I get out of the car, my tall form ominous. I’m not sure how to act. On the one hand, I want to press kisses to her, and run my hands over her bulging belly. On the other, I wish I could turn her over and push her against the wall, forcing her to take me the way I crave.

Jess gulps but then she straightens her narrow shoulders and looks me in the eye. It’s a quiet staredown for a few seconds as we hold each other’s gazes. I can tell she has things to say but the unspoken words hang thick in the air between us.

“Do you want to come inside?” she offers in a small but strong voice after several more moments of silence.

I don’t say anything but nod very briefly and follow her into the musty old trailer. The linoleum counters are peeling and it barely seems bigger than a boxcar. But all that matters is that I’m here, with her.

“Where’s your dad?” I ask gruffly.

She swallows and looks at me.

“I don’t know,” she says. “He hasn’t been here since I got back. Says he has a new job.”

I can’t say I’m surprised at Randy’s absence. I wonder if he knows about the baby.

I continue to glower at her and place my hands on my hips, watching her with hungry, needy eyes. She straightens again, swallowing, and I watch as her slim throat moves, tempted to strangle her and kiss her at once. Finally, I can’t take it any longer.

“Why didn’t you tell me?” I demand in a harsh tone.

Jess jumps and her mouth parts slightly as she looks down at to her feet to avoid my gaze. She’s quiet and doesn’t respond at first.

“Answer the question, Jess. Why didn’t you tell me about the baby?”
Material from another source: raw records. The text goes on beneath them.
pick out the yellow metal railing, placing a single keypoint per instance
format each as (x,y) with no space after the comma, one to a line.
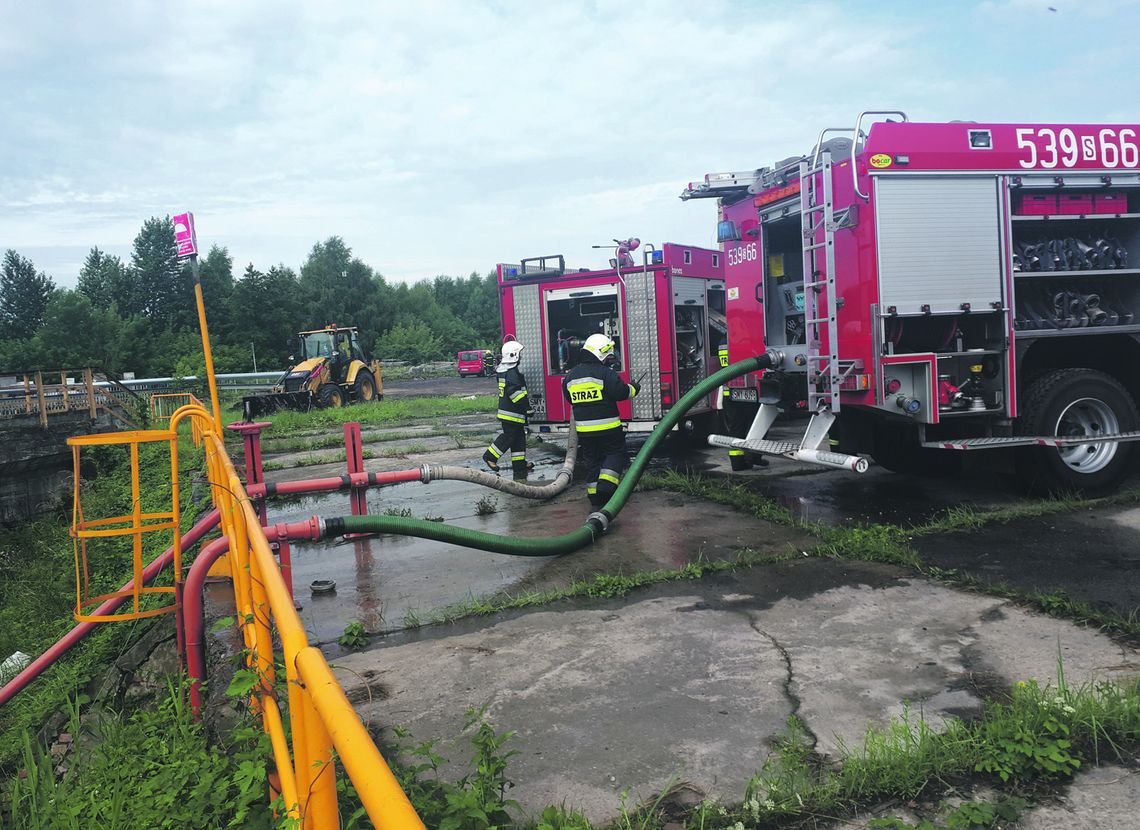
(320,718)
(87,531)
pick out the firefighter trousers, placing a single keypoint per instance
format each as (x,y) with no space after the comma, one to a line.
(603,458)
(513,440)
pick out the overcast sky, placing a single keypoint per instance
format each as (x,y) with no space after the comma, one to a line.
(441,137)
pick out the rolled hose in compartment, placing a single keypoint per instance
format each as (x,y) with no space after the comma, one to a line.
(595,523)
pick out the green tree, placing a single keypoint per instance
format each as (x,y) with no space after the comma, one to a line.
(161,289)
(217,276)
(482,310)
(24,296)
(340,289)
(75,334)
(414,342)
(104,279)
(265,315)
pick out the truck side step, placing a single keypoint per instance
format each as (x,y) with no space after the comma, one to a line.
(791,449)
(1031,441)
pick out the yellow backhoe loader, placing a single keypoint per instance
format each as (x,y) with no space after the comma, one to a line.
(328,369)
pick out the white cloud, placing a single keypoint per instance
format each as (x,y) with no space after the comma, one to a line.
(442,137)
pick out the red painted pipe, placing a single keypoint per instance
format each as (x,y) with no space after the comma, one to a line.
(192,592)
(194,619)
(293,488)
(37,667)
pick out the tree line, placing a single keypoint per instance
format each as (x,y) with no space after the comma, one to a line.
(140,316)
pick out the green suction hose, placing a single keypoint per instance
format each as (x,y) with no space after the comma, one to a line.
(595,523)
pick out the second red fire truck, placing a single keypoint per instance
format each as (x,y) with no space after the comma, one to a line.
(666,315)
(939,287)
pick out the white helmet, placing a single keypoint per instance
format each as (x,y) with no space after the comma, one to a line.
(512,350)
(600,347)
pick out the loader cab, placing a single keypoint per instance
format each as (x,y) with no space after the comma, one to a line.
(311,344)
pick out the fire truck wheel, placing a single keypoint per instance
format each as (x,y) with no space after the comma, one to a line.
(330,396)
(1075,403)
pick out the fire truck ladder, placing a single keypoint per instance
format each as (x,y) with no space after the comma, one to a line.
(820,306)
(824,373)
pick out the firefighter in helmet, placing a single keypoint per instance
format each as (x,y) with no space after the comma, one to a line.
(513,409)
(594,389)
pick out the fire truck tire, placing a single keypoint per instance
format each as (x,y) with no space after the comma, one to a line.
(1075,403)
(330,396)
(897,449)
(365,388)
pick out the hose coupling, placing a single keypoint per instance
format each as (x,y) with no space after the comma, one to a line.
(599,520)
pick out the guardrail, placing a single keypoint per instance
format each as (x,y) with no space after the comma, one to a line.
(78,390)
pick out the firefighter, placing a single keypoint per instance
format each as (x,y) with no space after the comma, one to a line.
(514,407)
(594,389)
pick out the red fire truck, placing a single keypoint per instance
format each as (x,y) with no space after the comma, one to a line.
(666,317)
(942,286)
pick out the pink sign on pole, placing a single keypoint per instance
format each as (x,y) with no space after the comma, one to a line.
(185,236)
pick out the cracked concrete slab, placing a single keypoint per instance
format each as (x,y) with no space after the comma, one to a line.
(690,682)
(382,580)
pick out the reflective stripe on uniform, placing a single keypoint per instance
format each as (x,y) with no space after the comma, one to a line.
(597,424)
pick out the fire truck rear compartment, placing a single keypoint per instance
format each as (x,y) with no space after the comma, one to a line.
(783,266)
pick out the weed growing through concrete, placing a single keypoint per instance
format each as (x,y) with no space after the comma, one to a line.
(353,636)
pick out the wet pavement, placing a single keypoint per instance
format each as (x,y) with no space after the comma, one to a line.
(691,680)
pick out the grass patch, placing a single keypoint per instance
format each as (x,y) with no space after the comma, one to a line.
(888,543)
(872,543)
(972,519)
(385,412)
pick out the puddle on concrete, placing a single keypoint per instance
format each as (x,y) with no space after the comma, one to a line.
(385,582)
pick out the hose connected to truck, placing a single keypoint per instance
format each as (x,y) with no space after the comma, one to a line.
(596,522)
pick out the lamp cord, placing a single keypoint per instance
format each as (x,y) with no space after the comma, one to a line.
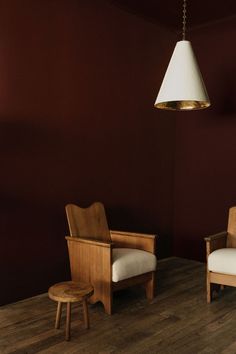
(184,20)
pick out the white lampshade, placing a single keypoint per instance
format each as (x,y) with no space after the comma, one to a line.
(182,87)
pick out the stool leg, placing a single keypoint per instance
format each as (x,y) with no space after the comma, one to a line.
(68,312)
(86,318)
(58,315)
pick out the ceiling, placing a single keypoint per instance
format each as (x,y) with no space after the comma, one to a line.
(169,12)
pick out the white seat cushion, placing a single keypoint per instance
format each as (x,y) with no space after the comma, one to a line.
(223,261)
(129,262)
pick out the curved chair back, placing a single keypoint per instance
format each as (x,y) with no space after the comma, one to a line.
(231,239)
(88,222)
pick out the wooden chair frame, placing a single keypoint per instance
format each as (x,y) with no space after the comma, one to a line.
(94,257)
(217,241)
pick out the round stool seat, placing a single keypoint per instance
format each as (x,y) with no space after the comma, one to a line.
(70,291)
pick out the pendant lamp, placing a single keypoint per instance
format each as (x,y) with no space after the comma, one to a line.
(182,87)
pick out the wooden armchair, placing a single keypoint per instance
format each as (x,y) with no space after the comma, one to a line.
(109,260)
(221,256)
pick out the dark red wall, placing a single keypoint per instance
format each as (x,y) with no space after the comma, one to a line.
(78,80)
(205,148)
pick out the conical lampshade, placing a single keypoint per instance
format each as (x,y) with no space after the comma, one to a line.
(182,87)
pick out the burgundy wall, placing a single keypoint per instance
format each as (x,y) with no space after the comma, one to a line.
(78,81)
(205,151)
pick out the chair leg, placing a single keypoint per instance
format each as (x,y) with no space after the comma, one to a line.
(86,317)
(209,288)
(107,303)
(58,315)
(150,287)
(68,314)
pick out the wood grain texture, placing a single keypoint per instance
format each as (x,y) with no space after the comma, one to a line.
(88,222)
(214,242)
(90,252)
(70,291)
(145,242)
(177,321)
(231,239)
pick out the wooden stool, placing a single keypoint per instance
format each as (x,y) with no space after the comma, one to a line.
(69,292)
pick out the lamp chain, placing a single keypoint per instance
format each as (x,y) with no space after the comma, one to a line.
(184,19)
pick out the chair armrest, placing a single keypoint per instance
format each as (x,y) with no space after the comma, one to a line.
(146,242)
(90,261)
(90,241)
(215,242)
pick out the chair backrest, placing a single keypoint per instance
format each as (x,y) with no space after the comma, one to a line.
(88,222)
(231,239)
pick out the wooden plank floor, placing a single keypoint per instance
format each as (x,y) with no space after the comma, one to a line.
(177,321)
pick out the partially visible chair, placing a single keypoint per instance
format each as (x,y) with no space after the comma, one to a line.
(109,260)
(221,256)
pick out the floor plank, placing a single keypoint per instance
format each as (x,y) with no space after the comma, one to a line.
(178,320)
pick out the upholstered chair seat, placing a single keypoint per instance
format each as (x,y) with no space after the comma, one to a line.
(223,261)
(128,263)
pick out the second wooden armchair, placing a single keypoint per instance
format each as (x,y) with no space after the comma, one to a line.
(109,260)
(221,256)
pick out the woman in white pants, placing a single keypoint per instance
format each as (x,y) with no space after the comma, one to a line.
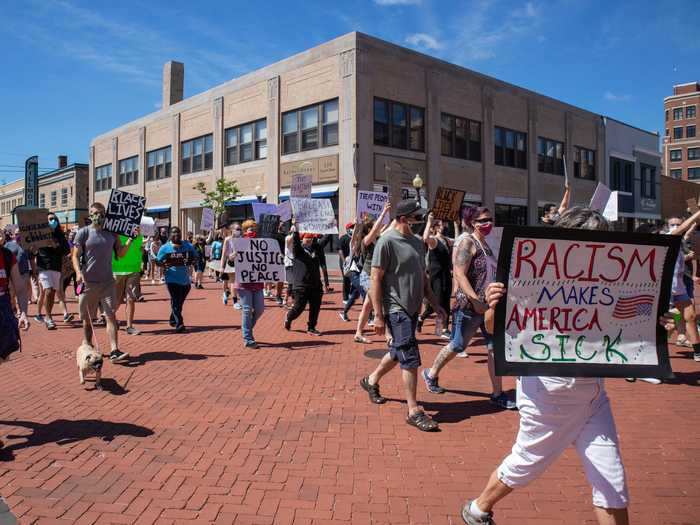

Her small hands gently rub over her barely bulging stomach bump. It’s a sweet act an expectant mother does, and it causes my stomach to flutter as I watch Jess do it with our growing baby.

She takes a deep breath.

“I’m telling you now, Cameron,” she says in a quiet voice.

I take a sharp intake of breath, my fury at her still present.

“I had to find out by a fucking pregnancy test sitting in my fucking bathroom trash. I dug through that trash can like an animal,” I shout. “Why? Why did you leave me like that? Did you think I’d kick you out once you told me?”

Her eyebrows tense together briefly and Jess looks down once more.

“I didn’t know how to tell you, Cameron. I couldn’t believe it myself, to be honest. I don’t know. I just… ”

Her voice fails her, and I watch as tears come to her eyes. It’s my undoing because I can never stay angry at this beautiful girl when she cries.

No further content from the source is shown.